The Southern Cameroons Defence Forces (SCDF) unilaterally declared the ceasefire, following an appeal by UN chief António Guterres for conflict to end across the world.

“The fury of the virus illustrates the folly of war,” he said.

“It is time to put armed conflict on lockdown and focus together on the true fight of our lives,” Mr Guterres added

However, none of Cameroon’s other secessionist groups, estimated to number at least 15, have heeded the appeal.

The Ambazonia Governing Council, which is one of the biggest groups, said a unilateral ceasefire would open the way for government troops to march unopposed into territory under its control.

Hunger and illness

Cameroon’s government, led by the French-speaking President Paul Biya, has not declared a truce either and, to the dismay of aid workers, has banned humanitarian flights, along with commercial flights, in its efforts to curb the spread of the virus.

“If we don’t have the means to reach out to people and give them food and medication, many of them are going to suffer. They will die of hunger and illnesses,” said Dr Titanji, an academic who leads the Women’s Guild for Empowerment and Development, a non-governmental organisation involved in peace initiatives in Cameroon.

Cameroon has so far recorded more than 2,200 cases and 100 coronavirus-related deaths since March, the highest in central Africa.

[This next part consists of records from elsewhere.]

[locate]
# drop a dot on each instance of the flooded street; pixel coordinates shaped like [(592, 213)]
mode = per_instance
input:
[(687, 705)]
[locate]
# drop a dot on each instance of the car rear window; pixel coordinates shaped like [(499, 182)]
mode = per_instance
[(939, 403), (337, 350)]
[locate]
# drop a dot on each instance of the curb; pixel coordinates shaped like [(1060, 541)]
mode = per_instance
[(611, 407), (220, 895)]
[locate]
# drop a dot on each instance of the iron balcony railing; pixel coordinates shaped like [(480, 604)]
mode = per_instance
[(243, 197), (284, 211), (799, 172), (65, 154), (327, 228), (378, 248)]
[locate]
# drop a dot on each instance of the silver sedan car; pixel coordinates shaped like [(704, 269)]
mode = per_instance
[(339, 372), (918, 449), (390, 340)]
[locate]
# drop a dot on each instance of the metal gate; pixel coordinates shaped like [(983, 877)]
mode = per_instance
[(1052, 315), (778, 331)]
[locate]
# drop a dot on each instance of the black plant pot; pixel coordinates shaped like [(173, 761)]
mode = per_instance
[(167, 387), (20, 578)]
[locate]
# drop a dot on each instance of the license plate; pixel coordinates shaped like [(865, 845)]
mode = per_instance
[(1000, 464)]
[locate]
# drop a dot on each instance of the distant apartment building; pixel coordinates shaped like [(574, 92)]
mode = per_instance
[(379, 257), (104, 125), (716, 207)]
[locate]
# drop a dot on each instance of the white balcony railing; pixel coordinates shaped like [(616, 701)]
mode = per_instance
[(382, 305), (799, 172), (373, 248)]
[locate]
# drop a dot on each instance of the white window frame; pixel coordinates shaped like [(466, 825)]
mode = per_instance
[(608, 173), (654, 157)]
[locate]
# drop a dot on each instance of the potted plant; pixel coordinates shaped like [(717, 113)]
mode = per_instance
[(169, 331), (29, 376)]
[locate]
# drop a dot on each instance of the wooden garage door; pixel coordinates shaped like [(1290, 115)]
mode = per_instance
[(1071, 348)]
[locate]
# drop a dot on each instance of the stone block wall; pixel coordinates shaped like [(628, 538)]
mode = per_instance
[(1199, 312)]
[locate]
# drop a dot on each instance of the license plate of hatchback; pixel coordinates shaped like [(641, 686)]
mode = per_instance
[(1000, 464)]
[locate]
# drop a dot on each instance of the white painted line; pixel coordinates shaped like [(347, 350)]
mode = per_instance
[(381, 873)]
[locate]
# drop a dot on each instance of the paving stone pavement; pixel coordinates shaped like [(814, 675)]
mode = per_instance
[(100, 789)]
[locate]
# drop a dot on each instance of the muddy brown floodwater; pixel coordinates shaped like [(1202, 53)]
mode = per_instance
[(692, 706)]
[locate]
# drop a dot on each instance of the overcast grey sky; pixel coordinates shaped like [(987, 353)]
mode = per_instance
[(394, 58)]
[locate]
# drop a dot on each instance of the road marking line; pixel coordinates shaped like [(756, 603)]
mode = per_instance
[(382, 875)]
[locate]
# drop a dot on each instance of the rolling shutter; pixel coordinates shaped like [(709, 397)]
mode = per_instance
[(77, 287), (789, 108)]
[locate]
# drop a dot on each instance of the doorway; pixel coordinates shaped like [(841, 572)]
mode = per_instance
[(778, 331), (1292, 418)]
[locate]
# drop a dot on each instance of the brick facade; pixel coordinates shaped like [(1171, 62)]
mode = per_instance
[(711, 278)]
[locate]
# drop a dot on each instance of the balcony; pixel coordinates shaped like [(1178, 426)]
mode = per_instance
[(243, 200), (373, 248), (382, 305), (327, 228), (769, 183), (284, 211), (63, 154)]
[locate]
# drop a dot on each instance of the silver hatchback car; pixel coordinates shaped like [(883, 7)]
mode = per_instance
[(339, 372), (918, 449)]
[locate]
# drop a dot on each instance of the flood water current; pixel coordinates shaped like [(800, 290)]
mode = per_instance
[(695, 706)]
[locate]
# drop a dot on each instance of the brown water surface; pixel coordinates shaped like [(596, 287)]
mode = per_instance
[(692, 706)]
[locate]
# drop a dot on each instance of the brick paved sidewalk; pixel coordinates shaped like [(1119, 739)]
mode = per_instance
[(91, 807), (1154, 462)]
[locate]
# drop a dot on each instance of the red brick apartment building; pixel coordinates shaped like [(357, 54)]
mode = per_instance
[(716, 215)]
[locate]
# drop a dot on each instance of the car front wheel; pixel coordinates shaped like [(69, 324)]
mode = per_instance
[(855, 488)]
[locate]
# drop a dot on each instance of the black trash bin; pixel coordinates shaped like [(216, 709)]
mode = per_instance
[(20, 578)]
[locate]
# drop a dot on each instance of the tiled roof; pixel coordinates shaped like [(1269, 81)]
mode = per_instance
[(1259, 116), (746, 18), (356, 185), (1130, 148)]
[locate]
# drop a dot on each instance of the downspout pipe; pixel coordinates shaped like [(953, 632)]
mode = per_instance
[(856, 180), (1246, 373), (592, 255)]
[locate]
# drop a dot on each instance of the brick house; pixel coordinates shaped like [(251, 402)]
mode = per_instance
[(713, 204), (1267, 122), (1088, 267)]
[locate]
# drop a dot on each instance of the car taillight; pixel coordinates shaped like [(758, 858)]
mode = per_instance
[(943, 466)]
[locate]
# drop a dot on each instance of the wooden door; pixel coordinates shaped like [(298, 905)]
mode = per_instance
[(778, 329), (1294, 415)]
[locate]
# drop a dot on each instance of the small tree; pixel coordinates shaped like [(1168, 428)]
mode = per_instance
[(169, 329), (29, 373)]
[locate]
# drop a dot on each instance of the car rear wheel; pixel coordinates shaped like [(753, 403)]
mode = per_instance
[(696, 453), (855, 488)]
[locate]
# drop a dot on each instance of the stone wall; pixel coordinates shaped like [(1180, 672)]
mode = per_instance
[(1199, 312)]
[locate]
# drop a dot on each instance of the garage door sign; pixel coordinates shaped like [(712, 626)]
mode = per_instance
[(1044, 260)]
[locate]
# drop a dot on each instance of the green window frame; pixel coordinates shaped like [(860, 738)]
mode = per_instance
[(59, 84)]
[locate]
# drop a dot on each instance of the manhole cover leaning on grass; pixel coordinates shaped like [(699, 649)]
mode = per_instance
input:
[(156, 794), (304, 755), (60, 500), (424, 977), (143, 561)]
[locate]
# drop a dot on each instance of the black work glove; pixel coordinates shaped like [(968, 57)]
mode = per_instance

However, few of them have been in the North-West and South-West, either because of little testing or because conflict has heavily restricted movement, effectively putting many urban and rural areas on lockdown long before the outbreak of coronavirus.

Like most civilians, soldiers are now seen wearing mass-produced protective masks, and using hand sanitizer, as they patrol cities and towns in the North-West and South-West.